打印出来的元组是对应的起始点和终点的位置。
我们还需要使用sequence_ids参数来区分question和context。

sequence_ids = tokenized_example.sequence_ids()

由于先输入的是question，后输入的是context。所以0对应的是question，1对应的是context。
下面的代码可以实现找到标注的答案（label）在预处理后所在的位置。

answers = example["answers"]
start_char = answers["answer_start"][0]
end_char = start_char + len(answers["text"][0])

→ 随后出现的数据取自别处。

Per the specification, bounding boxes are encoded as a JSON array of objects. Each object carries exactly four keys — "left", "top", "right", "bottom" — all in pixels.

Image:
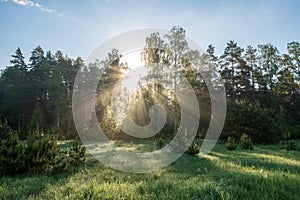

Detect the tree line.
[{"left": 0, "top": 26, "right": 300, "bottom": 143}]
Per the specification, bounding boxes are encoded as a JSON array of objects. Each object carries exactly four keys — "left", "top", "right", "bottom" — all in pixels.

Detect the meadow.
[{"left": 0, "top": 140, "right": 300, "bottom": 200}]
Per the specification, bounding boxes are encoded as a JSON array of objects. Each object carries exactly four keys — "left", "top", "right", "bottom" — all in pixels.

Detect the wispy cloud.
[{"left": 3, "top": 0, "right": 53, "bottom": 13}]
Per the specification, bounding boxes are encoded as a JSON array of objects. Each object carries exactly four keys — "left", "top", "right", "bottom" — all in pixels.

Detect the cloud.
[{"left": 3, "top": 0, "right": 53, "bottom": 13}]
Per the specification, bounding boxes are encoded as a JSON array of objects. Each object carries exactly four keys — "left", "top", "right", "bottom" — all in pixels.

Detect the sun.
[{"left": 121, "top": 49, "right": 145, "bottom": 69}]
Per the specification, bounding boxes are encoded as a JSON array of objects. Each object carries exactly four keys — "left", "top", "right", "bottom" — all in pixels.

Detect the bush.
[
  {"left": 240, "top": 133, "right": 253, "bottom": 150},
  {"left": 187, "top": 140, "right": 200, "bottom": 155},
  {"left": 225, "top": 102, "right": 281, "bottom": 144},
  {"left": 155, "top": 136, "right": 164, "bottom": 149},
  {"left": 225, "top": 137, "right": 237, "bottom": 150},
  {"left": 25, "top": 129, "right": 66, "bottom": 173},
  {"left": 282, "top": 132, "right": 297, "bottom": 151},
  {"left": 0, "top": 131, "right": 25, "bottom": 174},
  {"left": 68, "top": 137, "right": 86, "bottom": 165}
]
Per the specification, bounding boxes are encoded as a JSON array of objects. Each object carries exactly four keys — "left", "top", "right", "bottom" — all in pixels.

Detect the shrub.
[
  {"left": 240, "top": 133, "right": 253, "bottom": 150},
  {"left": 0, "top": 131, "right": 25, "bottom": 174},
  {"left": 187, "top": 140, "right": 200, "bottom": 155},
  {"left": 25, "top": 129, "right": 66, "bottom": 173},
  {"left": 282, "top": 132, "right": 297, "bottom": 151},
  {"left": 225, "top": 137, "right": 237, "bottom": 150},
  {"left": 68, "top": 137, "right": 86, "bottom": 165}
]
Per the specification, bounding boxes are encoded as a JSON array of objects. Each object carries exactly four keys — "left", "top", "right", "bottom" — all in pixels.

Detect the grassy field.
[{"left": 0, "top": 141, "right": 300, "bottom": 200}]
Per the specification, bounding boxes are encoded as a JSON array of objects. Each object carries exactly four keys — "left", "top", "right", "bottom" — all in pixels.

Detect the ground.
[{"left": 0, "top": 141, "right": 300, "bottom": 200}]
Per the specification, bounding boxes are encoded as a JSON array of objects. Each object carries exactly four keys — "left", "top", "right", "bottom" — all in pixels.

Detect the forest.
[
  {"left": 0, "top": 26, "right": 300, "bottom": 200},
  {"left": 0, "top": 26, "right": 300, "bottom": 144}
]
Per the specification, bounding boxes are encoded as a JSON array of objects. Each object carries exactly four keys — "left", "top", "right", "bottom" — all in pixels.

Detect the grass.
[{"left": 0, "top": 141, "right": 300, "bottom": 200}]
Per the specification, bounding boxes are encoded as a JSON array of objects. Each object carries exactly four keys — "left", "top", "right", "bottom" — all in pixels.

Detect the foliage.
[
  {"left": 0, "top": 131, "right": 25, "bottom": 174},
  {"left": 68, "top": 137, "right": 86, "bottom": 165},
  {"left": 155, "top": 137, "right": 164, "bottom": 149},
  {"left": 0, "top": 119, "right": 13, "bottom": 141},
  {"left": 240, "top": 133, "right": 253, "bottom": 150},
  {"left": 26, "top": 129, "right": 66, "bottom": 173},
  {"left": 0, "top": 26, "right": 300, "bottom": 144},
  {"left": 30, "top": 107, "right": 45, "bottom": 130},
  {"left": 187, "top": 140, "right": 200, "bottom": 155},
  {"left": 0, "top": 140, "right": 300, "bottom": 200},
  {"left": 225, "top": 137, "right": 237, "bottom": 150},
  {"left": 223, "top": 102, "right": 281, "bottom": 144},
  {"left": 282, "top": 132, "right": 297, "bottom": 151}
]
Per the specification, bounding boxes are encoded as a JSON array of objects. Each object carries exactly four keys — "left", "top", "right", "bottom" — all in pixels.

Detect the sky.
[{"left": 0, "top": 0, "right": 300, "bottom": 69}]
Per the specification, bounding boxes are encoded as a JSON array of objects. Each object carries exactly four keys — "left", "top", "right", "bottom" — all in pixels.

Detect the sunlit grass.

# 找到当前文本的Start token index.
token_start_index = 0
while sequence_ids[token_start_index] != 1:
    token_start_index += 1

# 找到当前文本的End token idnex.
token_end_index = len(tokenized_example["input_ids"][0]) - 1
while sequence_ids[token_end_index] != 1:
    token_end_index -= 1

# 检测答案是否在文本区间的外部，这种情况下意味着该样本的数据标注在CLS token位置。
offsets = tokenized_example["offset_mapping"][0]
if (offsets[token_start_index][0] <= start_char and offsets[token_end_index][1] >= end_char):
    # 将token_start_index和token_end_index移动到answer所在位置的两侧.
    # 注意：答案在最末尾的边界条件.这块暂时还没看太明白
    while token_start_index < len(offsets) and offsets[token_start_index][0] <= start_char:
        token_start_index += 1
    start_position = token_start_index - 1
    while offsets[token_end_index][1] >= end_char:
        token_end_index -= 1
    end_position = token_end_index + 1
    print("start_position: {}, end_position: {}".format(start_position, end_position))
else:
    print("The answer is not in this feature.")

有点像放了两个指针，一个从前往后找，一个从后往前找，先找到context对应的位置。
接下来对tokenized_example["offset_mapping"][0]进行判断（注意是整个才是刚刚打出来的那堆），所以len(offsets)就是token总数的意思。然后再放两个指针，一个从前往后找，一个从后往前找，找到tuple第二位和strart_char，end_char对应的位置。（其中strart_char对应的原来的开始所在的位置，end_char对应的原来的结束所在的位置）

有时候question拼接context，而有时候是context拼接question，不同的模型有不同的要求，因此我们需要使用padding_side参数来指定。

pad_on_right = tokenizer.padding_side == "right" #context在右边

2.1.3 预处理函数整合

现在，把所有步骤合并到一起。对于context中无答案的情况，我们直接将标注的答案起始位置和结束位置放置在CLS的下标处。如果allow_impossible_answers这个参数是False，那这些无答案的样本都会被扔掉。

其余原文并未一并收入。